A spike strip has been hidden on the interstate, underneath the cover of some leaves and other debris, common to roads out this way, that haven't seen real maintenance in years. Two bodies rest under further cover down slope from the road itself. They would have lived if they hadn't found the spike strip.
"I am the gentle autumn rain."
The shrouded soldier is in the back of a broken down minivan, gutted by fire at some point in the past. Most of the ash and soot has washed off of the outside, but the inside is a blackened ruin, leaving the back windshield black with soot. There is a small window in the soot, rubbed away so he can watch the approach of the vehicle through binoculars.

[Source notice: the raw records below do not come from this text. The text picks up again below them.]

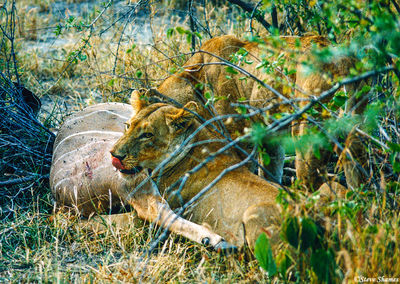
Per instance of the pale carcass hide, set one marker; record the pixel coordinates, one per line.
(83, 179)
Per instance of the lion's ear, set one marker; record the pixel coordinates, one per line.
(183, 118)
(137, 100)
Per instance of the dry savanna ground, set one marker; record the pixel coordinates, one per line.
(76, 53)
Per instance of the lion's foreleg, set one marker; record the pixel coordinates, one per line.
(152, 207)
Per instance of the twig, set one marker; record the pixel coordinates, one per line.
(248, 7)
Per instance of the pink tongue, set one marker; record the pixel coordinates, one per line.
(117, 163)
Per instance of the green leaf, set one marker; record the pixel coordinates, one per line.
(323, 264)
(181, 30)
(394, 147)
(266, 158)
(263, 253)
(207, 95)
(170, 32)
(231, 70)
(308, 233)
(290, 231)
(339, 100)
(317, 152)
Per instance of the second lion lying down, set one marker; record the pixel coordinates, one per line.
(236, 204)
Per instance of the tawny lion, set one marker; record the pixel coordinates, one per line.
(90, 184)
(84, 180)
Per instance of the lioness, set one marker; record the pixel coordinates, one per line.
(83, 179)
(203, 73)
(236, 203)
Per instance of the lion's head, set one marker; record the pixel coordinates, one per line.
(153, 133)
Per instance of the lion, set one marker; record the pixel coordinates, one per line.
(220, 193)
(85, 183)
(206, 73)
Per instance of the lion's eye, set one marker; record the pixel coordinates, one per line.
(146, 135)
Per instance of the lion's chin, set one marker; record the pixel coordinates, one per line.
(132, 171)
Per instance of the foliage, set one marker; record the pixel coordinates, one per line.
(328, 239)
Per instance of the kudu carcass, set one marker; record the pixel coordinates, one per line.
(83, 179)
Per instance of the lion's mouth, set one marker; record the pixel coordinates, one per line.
(132, 171)
(118, 165)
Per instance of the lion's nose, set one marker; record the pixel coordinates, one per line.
(117, 156)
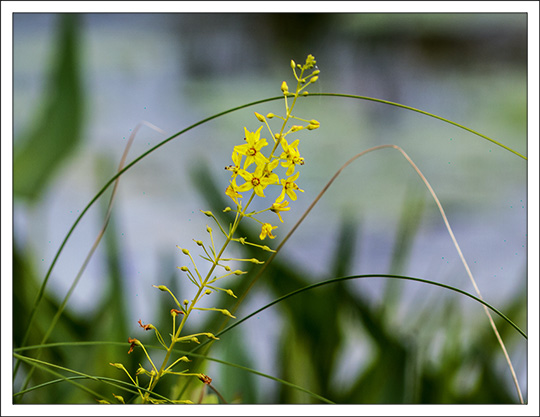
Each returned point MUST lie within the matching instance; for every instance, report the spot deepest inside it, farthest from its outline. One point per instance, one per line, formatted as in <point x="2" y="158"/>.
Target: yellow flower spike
<point x="260" y="117"/>
<point x="252" y="149"/>
<point x="291" y="156"/>
<point x="266" y="230"/>
<point x="256" y="181"/>
<point x="277" y="207"/>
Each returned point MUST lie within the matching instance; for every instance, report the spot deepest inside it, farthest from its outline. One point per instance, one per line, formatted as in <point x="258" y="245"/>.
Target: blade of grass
<point x="400" y="277"/>
<point x="215" y="116"/>
<point x="403" y="106"/>
<point x="88" y="256"/>
<point x="447" y="224"/>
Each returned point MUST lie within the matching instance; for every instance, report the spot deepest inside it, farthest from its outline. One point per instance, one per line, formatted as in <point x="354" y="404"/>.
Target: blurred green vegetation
<point x="316" y="325"/>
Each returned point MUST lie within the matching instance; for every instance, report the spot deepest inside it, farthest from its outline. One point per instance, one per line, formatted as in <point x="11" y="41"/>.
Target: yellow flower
<point x="289" y="187"/>
<point x="257" y="181"/>
<point x="268" y="171"/>
<point x="276" y="208"/>
<point x="291" y="155"/>
<point x="231" y="192"/>
<point x="252" y="149"/>
<point x="266" y="230"/>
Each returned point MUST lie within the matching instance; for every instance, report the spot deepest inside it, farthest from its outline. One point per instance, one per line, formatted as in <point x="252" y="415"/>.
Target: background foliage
<point x="371" y="342"/>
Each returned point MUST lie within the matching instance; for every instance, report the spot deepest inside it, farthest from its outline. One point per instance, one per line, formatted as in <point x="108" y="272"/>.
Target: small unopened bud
<point x="313" y="124"/>
<point x="255" y="261"/>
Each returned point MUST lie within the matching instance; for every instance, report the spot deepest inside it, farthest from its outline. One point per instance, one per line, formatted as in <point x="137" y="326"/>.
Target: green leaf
<point x="54" y="136"/>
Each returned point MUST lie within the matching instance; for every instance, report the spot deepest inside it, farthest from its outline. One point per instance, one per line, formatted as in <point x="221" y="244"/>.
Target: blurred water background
<point x="175" y="69"/>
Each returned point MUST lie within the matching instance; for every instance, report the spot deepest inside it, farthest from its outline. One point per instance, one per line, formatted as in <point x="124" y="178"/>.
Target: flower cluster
<point x="257" y="170"/>
<point x="252" y="171"/>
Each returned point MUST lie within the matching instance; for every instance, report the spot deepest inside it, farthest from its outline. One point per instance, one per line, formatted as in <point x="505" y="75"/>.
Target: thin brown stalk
<point x="450" y="232"/>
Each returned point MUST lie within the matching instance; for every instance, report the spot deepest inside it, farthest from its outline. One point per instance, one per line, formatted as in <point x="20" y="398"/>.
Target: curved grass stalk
<point x="449" y="229"/>
<point x="215" y="116"/>
<point x="351" y="277"/>
<point x="126" y="385"/>
<point x="86" y="261"/>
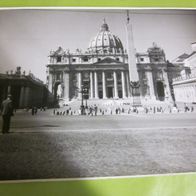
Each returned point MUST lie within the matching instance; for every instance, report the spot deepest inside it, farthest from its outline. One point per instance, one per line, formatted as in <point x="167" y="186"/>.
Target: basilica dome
<point x="105" y="42"/>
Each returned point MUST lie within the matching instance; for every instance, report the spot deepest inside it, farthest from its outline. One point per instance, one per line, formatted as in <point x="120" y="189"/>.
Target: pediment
<point x="108" y="60"/>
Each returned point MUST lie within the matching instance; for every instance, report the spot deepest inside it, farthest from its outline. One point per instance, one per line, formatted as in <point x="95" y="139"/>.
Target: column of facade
<point x="22" y="97"/>
<point x="150" y="84"/>
<point x="166" y="86"/>
<point x="50" y="85"/>
<point x="104" y="85"/>
<point x="96" y="85"/>
<point x="79" y="76"/>
<point x="128" y="84"/>
<point x="91" y="85"/>
<point x="123" y="84"/>
<point x="115" y="85"/>
<point x="66" y="85"/>
<point x="9" y="89"/>
<point x="27" y="101"/>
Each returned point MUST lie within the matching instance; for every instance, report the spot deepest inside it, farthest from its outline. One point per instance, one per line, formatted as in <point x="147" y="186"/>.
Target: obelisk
<point x="133" y="73"/>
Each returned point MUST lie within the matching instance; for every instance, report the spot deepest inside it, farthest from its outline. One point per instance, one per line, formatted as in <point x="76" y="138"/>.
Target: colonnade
<point x="94" y="86"/>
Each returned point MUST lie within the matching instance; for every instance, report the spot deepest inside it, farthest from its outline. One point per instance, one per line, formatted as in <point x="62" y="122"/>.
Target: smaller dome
<point x="105" y="42"/>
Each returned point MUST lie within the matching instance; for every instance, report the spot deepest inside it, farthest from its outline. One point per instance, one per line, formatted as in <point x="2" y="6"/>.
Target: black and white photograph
<point x="97" y="92"/>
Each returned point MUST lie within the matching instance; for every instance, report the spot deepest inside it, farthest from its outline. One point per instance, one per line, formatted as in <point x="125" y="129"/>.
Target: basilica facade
<point x="105" y="71"/>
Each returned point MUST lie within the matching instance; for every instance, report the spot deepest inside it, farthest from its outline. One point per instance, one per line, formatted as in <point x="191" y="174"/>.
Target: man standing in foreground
<point x="7" y="112"/>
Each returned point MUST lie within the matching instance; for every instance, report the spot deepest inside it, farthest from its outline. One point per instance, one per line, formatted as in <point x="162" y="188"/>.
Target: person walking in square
<point x="7" y="112"/>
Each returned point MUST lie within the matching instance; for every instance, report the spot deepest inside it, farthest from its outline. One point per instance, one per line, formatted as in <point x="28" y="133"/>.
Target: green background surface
<point x="173" y="185"/>
<point x="112" y="3"/>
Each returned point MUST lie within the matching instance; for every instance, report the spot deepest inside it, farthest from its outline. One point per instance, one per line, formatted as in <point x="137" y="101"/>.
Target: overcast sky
<point x="27" y="36"/>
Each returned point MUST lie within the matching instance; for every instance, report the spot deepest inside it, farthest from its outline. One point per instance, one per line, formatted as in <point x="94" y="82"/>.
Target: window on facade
<point x="58" y="59"/>
<point x="85" y="59"/>
<point x="109" y="75"/>
<point x="58" y="76"/>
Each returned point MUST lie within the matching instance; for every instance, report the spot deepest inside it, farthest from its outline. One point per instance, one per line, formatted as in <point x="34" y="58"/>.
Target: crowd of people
<point x="7" y="110"/>
<point x="94" y="110"/>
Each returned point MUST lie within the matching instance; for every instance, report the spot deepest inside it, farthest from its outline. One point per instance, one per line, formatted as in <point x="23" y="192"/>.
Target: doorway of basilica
<point x="160" y="91"/>
<point x="110" y="92"/>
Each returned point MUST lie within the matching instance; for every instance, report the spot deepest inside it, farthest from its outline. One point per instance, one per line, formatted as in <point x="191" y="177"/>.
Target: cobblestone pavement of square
<point x="48" y="146"/>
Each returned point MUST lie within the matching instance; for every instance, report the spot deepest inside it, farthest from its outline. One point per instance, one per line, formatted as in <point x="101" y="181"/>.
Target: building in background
<point x="185" y="85"/>
<point x="26" y="89"/>
<point x="104" y="70"/>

"When you awaken in the morning's hush"
When he spots the vehicle he takes note of the speed it's traveling, and begins a soft count down, more mental though than actual sound, but hushed whispers could be heard, if there was anyone to hear them.
"I am the swift uplifting rush"
The spike strip is set up about thirty feet from where the burned out wreck sits. With the hope that the vehicle will come to a stop and give the ambusher a good line of sight to simply take out the two agents in front with two quick shots from the side. No risk to the occupant in back, to the target.
"Of quiet birds in a circled flight."
A black tactical mask is pulled down over his face to hide his features. No survivors. But, it pays to be prepared. He shifts in the back of the vehicle, ash rubbing into his clothes and gear. And he waits.
= "I am the soft stars that shine at night."
He hears the thrum of the engine, and reaches down to flick the safety off on the shotgun, racking the slide to chamber a round. One hand deftly slips a tube grenade into the underslung grenade launcher. Just in case. Shouldn't be needed. Risky. But someone might decide to be a hero. Or decide to try to keep driving despite the tire blowouts.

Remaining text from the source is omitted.